02-19-24 (Friday)

Lord, we come to you asking for your wisdom to navigate the complex technological world you put us and your church.
We see the great powers that are laid today in the hands of big IT companies and institutions.
Give us the grace and strength to resist these powers when they threaten our lives and the lives of our neighbors
And, when we can’t, be with us as we suffer the brokenness of the culture we live in.
Just as our Lord Jesus suffered, give us the same hope that he had - that you have the power to make all things new.
Let this hope shine forth, so that more people may come and glorify you.

Lord, yours is the power, and you alone can do great things.
We are sure we shall see your goodness in the land of the living (Psalm 27:13-14).
Let us be strong, hold heart and wait for you, always. Amen.
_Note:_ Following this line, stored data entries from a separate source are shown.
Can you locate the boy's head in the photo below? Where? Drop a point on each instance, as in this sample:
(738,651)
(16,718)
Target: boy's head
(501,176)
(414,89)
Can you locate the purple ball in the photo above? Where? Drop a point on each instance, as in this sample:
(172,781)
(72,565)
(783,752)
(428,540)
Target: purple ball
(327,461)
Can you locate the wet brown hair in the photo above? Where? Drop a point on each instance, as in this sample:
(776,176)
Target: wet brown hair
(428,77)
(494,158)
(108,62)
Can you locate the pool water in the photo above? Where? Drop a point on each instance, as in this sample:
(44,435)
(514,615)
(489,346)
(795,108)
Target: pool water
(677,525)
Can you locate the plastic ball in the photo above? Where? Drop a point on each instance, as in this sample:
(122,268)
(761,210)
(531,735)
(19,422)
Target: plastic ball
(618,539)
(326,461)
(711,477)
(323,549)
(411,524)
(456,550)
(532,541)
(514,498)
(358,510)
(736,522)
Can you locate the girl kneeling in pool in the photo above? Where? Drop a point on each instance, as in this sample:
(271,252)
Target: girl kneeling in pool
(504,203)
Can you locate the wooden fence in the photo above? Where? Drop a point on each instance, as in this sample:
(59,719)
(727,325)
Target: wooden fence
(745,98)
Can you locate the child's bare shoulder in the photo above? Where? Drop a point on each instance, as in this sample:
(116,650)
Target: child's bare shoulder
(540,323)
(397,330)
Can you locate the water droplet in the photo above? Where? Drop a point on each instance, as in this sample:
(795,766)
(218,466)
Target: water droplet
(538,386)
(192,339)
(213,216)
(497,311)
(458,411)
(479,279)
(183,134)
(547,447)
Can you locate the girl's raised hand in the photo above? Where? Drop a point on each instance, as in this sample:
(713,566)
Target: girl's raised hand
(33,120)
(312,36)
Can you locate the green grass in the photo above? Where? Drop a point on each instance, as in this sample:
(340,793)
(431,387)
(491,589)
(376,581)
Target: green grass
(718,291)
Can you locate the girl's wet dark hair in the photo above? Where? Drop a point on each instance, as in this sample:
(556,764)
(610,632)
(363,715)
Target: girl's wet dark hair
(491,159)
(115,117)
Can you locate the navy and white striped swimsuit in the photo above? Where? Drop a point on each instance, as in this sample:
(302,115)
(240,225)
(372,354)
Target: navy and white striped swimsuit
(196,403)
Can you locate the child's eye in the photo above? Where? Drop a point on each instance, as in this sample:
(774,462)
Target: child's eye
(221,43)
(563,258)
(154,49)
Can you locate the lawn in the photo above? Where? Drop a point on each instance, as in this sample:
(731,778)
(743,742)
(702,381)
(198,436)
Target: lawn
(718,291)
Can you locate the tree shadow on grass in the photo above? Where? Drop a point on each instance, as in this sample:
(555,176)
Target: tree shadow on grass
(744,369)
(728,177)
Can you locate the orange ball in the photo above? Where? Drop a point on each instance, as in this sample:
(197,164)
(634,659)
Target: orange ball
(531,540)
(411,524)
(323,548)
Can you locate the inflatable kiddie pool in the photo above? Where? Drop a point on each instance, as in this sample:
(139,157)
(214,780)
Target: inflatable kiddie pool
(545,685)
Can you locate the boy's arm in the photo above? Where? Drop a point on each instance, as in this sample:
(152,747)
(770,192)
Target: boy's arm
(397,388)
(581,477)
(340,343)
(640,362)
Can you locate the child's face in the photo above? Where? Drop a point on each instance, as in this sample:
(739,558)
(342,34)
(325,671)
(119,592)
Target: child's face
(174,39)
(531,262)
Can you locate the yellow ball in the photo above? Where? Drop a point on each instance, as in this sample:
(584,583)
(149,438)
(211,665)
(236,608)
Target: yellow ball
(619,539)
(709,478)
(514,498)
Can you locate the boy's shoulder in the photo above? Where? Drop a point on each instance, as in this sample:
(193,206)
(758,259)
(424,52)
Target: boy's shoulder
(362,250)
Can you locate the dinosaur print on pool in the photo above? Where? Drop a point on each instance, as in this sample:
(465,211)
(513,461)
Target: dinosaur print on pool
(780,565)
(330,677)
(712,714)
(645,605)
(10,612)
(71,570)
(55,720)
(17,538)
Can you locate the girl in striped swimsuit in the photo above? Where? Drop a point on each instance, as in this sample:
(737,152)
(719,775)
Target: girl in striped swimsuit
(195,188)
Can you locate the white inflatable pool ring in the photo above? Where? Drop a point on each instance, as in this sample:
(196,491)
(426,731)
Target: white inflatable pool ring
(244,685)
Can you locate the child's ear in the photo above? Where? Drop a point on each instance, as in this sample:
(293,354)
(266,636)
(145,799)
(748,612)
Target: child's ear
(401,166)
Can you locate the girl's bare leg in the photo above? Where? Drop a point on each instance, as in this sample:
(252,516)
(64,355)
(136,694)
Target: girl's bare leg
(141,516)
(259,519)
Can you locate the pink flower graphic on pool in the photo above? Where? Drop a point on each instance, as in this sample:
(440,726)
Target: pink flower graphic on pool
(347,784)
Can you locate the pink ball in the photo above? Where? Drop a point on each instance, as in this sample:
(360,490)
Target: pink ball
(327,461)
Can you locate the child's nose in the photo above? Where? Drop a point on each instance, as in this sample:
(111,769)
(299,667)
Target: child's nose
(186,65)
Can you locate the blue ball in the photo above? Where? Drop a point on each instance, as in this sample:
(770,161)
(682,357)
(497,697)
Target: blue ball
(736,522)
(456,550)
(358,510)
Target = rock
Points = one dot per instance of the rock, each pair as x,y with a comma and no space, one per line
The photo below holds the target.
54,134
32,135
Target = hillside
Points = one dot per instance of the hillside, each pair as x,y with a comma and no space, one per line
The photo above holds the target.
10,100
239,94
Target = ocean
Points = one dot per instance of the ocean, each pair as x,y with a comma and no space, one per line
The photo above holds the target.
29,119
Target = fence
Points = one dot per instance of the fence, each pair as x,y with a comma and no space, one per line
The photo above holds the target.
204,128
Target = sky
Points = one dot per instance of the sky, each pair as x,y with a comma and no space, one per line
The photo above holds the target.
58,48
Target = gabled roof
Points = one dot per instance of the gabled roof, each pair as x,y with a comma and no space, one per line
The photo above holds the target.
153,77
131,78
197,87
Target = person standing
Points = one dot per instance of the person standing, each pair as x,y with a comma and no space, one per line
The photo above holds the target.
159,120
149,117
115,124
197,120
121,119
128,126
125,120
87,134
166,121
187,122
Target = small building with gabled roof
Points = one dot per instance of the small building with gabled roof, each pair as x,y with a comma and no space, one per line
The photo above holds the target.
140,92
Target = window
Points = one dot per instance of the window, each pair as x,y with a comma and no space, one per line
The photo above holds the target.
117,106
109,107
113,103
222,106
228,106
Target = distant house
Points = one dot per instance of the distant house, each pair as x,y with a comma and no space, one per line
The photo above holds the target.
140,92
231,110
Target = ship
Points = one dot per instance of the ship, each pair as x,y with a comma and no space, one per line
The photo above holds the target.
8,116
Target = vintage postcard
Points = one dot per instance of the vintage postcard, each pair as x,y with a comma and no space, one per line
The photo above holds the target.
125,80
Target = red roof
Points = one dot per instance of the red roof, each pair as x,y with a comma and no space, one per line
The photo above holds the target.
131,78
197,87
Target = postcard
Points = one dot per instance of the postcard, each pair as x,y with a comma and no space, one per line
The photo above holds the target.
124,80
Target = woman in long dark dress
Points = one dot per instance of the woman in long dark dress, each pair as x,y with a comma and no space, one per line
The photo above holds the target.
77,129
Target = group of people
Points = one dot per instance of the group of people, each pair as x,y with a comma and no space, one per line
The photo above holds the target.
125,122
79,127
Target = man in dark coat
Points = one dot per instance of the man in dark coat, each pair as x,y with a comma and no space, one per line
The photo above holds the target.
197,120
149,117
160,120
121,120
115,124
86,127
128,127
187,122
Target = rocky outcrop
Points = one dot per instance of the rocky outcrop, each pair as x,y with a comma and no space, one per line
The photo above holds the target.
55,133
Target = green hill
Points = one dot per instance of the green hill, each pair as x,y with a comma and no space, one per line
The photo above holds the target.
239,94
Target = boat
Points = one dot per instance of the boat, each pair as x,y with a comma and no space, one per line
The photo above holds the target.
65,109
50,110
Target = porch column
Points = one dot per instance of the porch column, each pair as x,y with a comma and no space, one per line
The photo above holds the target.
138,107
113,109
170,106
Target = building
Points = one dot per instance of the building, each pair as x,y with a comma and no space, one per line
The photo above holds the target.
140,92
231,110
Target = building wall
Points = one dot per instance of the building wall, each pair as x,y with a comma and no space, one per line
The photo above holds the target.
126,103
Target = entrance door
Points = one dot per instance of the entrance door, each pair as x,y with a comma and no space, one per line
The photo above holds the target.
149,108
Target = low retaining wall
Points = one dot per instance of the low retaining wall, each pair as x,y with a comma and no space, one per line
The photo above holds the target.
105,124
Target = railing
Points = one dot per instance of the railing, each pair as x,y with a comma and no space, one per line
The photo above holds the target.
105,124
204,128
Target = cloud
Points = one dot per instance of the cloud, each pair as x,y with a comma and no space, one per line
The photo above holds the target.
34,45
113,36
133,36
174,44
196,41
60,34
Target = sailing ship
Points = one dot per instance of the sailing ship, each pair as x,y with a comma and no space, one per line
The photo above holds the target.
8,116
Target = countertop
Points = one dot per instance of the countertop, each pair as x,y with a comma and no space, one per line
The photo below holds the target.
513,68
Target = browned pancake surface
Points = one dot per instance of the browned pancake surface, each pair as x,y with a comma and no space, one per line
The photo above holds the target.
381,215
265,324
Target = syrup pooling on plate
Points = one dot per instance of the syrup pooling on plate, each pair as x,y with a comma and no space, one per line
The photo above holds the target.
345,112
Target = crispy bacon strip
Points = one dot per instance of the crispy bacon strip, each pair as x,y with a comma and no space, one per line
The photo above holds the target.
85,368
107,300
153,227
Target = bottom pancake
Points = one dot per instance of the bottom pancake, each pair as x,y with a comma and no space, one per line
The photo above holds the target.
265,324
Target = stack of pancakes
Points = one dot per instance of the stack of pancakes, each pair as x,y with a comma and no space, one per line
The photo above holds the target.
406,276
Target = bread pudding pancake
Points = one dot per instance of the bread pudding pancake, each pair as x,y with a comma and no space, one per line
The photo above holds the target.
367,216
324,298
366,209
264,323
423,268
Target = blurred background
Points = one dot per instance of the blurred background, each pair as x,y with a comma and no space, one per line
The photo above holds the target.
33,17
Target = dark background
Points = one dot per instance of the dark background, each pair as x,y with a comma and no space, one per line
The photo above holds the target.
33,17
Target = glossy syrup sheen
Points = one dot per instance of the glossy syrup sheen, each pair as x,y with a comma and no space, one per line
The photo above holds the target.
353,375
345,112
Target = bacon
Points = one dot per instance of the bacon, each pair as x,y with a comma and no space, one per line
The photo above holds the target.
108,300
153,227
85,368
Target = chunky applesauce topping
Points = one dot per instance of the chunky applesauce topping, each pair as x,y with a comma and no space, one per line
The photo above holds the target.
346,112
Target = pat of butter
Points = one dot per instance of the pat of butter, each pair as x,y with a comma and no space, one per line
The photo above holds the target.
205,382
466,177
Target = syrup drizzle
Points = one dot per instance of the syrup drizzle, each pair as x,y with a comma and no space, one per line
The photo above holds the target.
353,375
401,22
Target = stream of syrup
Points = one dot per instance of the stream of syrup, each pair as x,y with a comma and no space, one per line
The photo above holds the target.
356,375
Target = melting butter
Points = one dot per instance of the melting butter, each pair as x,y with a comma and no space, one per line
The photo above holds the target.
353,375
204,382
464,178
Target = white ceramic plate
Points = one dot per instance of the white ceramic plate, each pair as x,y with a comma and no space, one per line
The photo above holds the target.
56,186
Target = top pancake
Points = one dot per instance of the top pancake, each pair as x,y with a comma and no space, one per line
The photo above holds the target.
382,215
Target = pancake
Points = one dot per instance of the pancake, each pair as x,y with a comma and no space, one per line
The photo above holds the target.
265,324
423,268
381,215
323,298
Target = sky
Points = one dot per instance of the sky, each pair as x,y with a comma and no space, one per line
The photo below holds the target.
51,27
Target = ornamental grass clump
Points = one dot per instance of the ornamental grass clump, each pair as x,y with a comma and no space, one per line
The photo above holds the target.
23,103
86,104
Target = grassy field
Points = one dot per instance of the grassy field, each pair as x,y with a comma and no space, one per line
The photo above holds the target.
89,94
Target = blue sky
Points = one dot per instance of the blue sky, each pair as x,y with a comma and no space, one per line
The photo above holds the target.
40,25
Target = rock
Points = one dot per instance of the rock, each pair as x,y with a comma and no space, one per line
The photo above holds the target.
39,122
1 Context managers and with syntax

  • Context managers are special types of classes/objects that create a kind of “context” around some operation, setting up some things first and then cleaning everything up when it is done.
    • To use a context manager, you use the Python syntax with.
  • For example, suppose you have a class called Transaction which refers to a bank transaction. Take a look at the following code:
class Transaction:
    def __enter__(self):
        print("Beginning transaction")
        # Do everything needed before doing the transaction - connect to databases, open files, etc.
        return self

    def __exit__(self, exc_type, exc_value, traceback):
        # Do everything needed after finishing it - disconnect, close files, etc.
        print("Finished transaction")

# Using the context manager
with Transaction():
    print("Performing transaction operations")
Beginning transaction
Performing transaction operations
Finished transaction
  • Another example: a timer which is also a context manager:
import time

class Timer:
    def __enter__(self):
        self.start_time = time.time()
        return self

    def __exit__(self, exc_type, exc_value, traceback):
        self.end_time = time.time()
        elapsed_time = self.end_time - self.start_time
        print(f"Time taken: {elapsed_time:.2f} seconds")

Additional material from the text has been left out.